The ATA’s advanced seasonally-adjusted (SA) For-Hire Truck Tonnage Index for January—at 117.4 (2015=100)—saw a 0.1% increase from December to January, following a 0.5% from November to December. And compared to January 2019, the SA index increased 0.8%, coming on the heels of a 3.1% annual gain in December. For all of 2019, SA tonnage rose 3.3% over 2018.
The ATA’s not seasonally-adjusted (NSA) index, which represents the change in tonnage actually hauled by fleets before any seasonal adjustment and the metric ATA says fleets should benchmark their levels with, was 114.6 in January, marking a 1.1% improvement over December. December’s NSA reading was down 2% compared to November’s 115.1 reading.
ATA officials said that the organization’s tonnage data is “dominated by contract freight,” which they have often observed is performing significantly better than what a called a plunge in spot market freight in 2019.
“Over the last two months, the tonnage index has increased 0.6%, which is obviously good news”, said ATA Chief Economist Bob Costello in a statement. “However, after our annual revision, it is clear that tonnage peaked in July 2019 and, even with the recent gains, is down 1.8% since then. Softness in manufacturing and elevated inventories continue to weigh on the truck freight tonnage.”
ATA’s data is consistent with commentary from Dr. Jeffrey Rosenweig, Associate Professor of Finance; Director, The Robson Program for Business, Public Policy, and Government, at Emory University, made at the SMC2 Jump Start 2020 conference in January.
The current forecast is that [the economy] will still grow, nobody is forecasting a recession just yet,” he said. “But U.S. GDP may slow down to under 2%.”
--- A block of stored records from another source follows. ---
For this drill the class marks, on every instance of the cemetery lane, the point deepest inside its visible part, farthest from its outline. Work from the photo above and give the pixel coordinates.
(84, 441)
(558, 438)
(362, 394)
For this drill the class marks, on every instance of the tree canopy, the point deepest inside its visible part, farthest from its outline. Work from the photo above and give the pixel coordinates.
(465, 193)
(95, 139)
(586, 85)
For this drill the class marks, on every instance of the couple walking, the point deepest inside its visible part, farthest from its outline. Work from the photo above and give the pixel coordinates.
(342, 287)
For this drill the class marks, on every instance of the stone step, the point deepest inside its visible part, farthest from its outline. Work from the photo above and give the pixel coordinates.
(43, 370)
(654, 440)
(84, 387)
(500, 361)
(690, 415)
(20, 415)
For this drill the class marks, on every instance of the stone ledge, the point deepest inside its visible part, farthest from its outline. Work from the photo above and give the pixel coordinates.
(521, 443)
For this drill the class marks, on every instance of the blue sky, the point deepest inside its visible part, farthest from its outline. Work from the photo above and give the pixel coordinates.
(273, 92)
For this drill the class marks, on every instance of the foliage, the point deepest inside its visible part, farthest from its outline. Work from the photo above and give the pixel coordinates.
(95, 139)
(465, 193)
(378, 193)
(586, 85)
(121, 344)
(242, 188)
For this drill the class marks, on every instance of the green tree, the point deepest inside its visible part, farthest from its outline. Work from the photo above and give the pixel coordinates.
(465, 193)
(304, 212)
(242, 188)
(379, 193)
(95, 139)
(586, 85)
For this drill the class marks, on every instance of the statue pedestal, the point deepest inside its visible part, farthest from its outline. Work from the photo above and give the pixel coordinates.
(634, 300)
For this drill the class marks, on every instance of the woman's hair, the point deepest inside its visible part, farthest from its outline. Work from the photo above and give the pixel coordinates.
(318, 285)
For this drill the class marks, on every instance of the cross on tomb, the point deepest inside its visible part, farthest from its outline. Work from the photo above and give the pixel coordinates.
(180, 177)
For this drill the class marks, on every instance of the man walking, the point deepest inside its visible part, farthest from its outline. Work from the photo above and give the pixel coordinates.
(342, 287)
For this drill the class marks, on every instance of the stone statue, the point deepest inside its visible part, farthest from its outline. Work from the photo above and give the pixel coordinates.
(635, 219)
While retail sales and consumer confidence remain strong, Rosenweig said that manufacturing, a sector that, in some ways, is viewed as a proxy for freight activity, may already be falling into recession in the U.S. and in other major global economies, too.
At the same event, Robert W. Baird & Co. transportation analyst Ben Hartford said that with freight growth rates expected to bottom in 2020 and a tough first half of the year expected and a pending bid season approaching, less bad growth rates are in the forecast for the back half of 2020, with the caveat that industrial activity will play a key role in whether that plays out or not, Hartford reiterated.
From a supply standpoint, Hartford said truckload supply is expected to continue to leave the market, coupled with stabilizing demand supply reduction is expected to support load factors, utilization rates, and help support pricing growth through 2020.
“Consumer demand remains solid, and industrial activity is showing some signs of bottoming,” he said. “The reality is it is a long cycle, a slow growth cycle. The reality is economic cycles don’t die of old age, they tend to be killed by sharp spikes in energy prices or inversions in the yield curve. We are near all-time cycle highs for consumer confidence, though. Consumer confidence tends to be the last to give up the ghost immediately before a recession. What triggers that are the sharp spikes in energy prices.”